The mountain pine beetle in North America, besides other factors, caused lumber prices jumping 200-300% higher than pre-pandemic levels. During the housing boom of the mid-2000s, lumber prices stayed well below $500 per 1.000 board feet. Last summer, prices set a record of over $1,500. The US has cut back on the harvesting of timber for environmental purposes, therefore lumber companies need more timber from outside, even from Germany. But Germany is also among the 141 countries pledging to stop deforestation by the end of the decade. Deforestation has contributed to ecosystem collapse, species extinction and global heating. Which means the prices are getting higher also for certain reasons.

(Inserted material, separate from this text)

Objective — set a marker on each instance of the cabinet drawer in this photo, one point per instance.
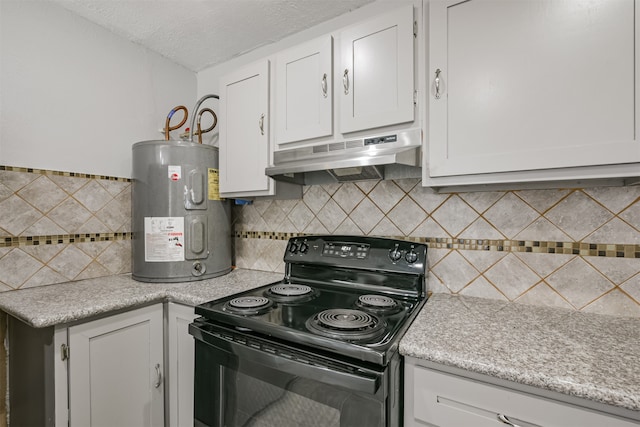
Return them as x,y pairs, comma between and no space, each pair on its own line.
446,400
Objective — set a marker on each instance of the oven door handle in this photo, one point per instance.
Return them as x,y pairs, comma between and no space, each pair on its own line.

More and more that annual allowable cut is taking into account the full value the forest provides. Freshwater, recreation, cultural values, the creatures that need it, carbon capture. This is the business case for our trees for their entire ecosystem services, and not just the price of a two-by-four (standard size of wood for buildings).

Janice Cooke, PhD
Professor at the Faculty of Biological Sciences, University of Alberta

From death comes life

The costs and benefits of beetle outbreaks are clearly a matter of perspective. To people who lost favourite trees, saw a treasured view transformed or had great financial losses, bark beetles are a pest. For the surviving understory trees, the outcome is good fortune. They respond vigorously as beetle-killed canopies open and more water and nutrients become available. And yet the most informative and striking lesson thus far may be the response that occurs in our absence. Bark beetle outbreaks promote diversity in the species composition, age, and structure of the forests they infest, which may benefit forest health through increased resilience following future disturbance. Moreover, they may help create structurally diverse habitat types that favour expansion of wildlife species of conservation concern.